Forgotten Continent Now Remembered
All of a sudden the U.S. is interested in African economic development. During her recent tour of Africa to address security interests in light of the "Arab Spring" and promote economic development, U.S. Secretary of State Hillary Rodham Clinton said the following: "We want a relationship of partnership not patronage, of sustainability, not quick fixes. We want to establish a strong foundation to attract new investment, open new businesses ... create more paychecks, and do so within the context of a positive ethic of corporate responsibility." My goodness, where has the U.S. been for the past fifty years! The U.S. is not turning its attention to Africa out of altruism. The U.S. has largely remained on the sidelines for the past ten years or so and watched the recent successes of India and, especially, China in partnering with African aid organizations and government to support economic development in Africa while gaining access to strategic, abundant mineral resources. The U.S. wants its piece of the African pie and is not beyond criticizing Chinese interests as based on patronage not partnership to promote U.S. investment in Africa.

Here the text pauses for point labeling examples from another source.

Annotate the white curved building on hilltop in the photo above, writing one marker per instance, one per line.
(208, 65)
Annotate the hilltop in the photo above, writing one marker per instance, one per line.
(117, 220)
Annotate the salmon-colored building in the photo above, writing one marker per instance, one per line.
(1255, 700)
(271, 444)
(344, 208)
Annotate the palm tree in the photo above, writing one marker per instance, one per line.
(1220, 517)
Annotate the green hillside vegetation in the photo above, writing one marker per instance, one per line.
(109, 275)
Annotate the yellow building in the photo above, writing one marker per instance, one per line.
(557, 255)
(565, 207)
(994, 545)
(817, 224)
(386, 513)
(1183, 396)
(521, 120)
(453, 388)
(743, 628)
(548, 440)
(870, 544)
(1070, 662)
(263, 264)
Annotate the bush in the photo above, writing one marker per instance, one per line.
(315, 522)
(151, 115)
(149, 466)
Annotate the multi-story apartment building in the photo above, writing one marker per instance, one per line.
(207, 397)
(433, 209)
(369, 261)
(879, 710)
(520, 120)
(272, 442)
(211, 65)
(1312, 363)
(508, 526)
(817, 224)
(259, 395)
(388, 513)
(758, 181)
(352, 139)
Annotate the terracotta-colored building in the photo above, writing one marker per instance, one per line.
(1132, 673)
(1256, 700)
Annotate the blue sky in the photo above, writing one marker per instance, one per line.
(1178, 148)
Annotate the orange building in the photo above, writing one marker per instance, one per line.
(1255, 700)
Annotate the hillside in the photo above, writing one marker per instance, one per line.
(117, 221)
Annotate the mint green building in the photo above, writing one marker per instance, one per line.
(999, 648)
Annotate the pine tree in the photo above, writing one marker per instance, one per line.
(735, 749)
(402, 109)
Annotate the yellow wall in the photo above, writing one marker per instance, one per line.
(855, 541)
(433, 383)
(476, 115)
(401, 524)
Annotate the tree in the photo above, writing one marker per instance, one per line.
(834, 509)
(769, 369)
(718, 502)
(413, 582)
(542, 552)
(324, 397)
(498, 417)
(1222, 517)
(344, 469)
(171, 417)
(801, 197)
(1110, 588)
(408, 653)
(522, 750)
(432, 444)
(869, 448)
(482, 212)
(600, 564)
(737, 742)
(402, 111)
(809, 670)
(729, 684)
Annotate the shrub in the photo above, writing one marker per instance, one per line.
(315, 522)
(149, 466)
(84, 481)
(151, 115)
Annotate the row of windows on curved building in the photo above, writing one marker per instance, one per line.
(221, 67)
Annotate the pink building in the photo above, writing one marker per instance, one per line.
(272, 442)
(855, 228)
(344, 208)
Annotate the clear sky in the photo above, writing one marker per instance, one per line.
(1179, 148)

China has long targeted Africa under its "Going Out" strategy launched in 1998. I have previously blogged about my concerns with respect to China's true motive for its extensive involvement with African countries and whether it is motivated by the desire to help develop the infrastructure essential to accommodate economic advances and enlarge Africa's role as a contributing member of the the global society. The African Growth and Opportunity Act (AGOA) has been the cornerstone of U.S. investment on the continent for more than ten years. But the vast majority of goods imported duty free are textile and oil products. African producers want to diversify those exports and say the U.S. government can do more to help.
In a meeting in Zambia, Chungu Mwila, the director for private sector development at the Common Market for Eastern and Southern Africa, says the trade preferences known as AGOA would be more valuable with more direct U.S. investment. “If American companies were to invest in Africa and boost our production capacities, then, in our view, AGOA would become more meaningful,” said Mwila. The Obama administration agrees and is asking Congress to extend AGOA trade preferences for another ten years. U.S. Assistant Secretary of State for African Affairs Johnnie Carson says there should be greater tax incentives for U.S. earnings from AGOA investments. "We recommend that the U.S. government support an effort to eliminate the U.S. tax on repatriated revenues from American companies that invest in factories in Africa that produce AGOA-eligible products.”
This is quite a request. Corporate America has recently criticized the repatriation tax on foreign profits as stifling U.S. business investment in the United States. Their attitude and request to Congress can be summed up as saying "Let us repatriate tax-free and you'll see greater investment in the U.S." From an ethical perspective we must look at the fairness issue. If such a request is approved for American companies that invest in factories in Africa that produce AGOA-eligible products shouldn't it be allowed for at least some "strategic" investments if not all foreign investments of U.S. businesses?
Secretary Clinton was the first secretary of state to visit Zambia since Henry Kissinger came in 1976 as part of her recent "magical mystery tour" of Africa. Perhaps not coincidentally, for the first time since 1989 Zambia's economic growth reached the 6%-7% mark (in 2007) needed to reduce poverty significantly. Copper output has increased steadily since 2004, due to higher copper prices and the opening of new mines. GDP is up helped by a strong maize harvest and agricultural exports. Cooperation continues with international bodies on programs to reduce poverty, including new lending arrangements with the International Monetary Fund.
The African Development Bank Group Annual Report for 2010 points to the recent economic growth in Africa. "Real GDP growth rose from 3.1 percent in 2009 at the height of the financial crisis, to a level of 4.9 percent in 2010. It is projected to fall to 3.7 percent in 2011 as a result of the emerging sociopolitical unrest in some North African countries, before recovering to 5.8 percent in 2012. The observed GDP growth in 2010 has been driven by higher domestic demand, stronger export revenues, and increased inflows of foreign direct investment, remittances, and aid. The growth performance is most pronounced in resource rich countries that can benefit from the revival in commodity demand, oil and non-oil commodity prices, and trade.
The U.S. investment and economic role in Africa should emphasize African leadership and ownership of the development process while, at the same time, calling for a new partnership based on shared responsibility and mutual interest.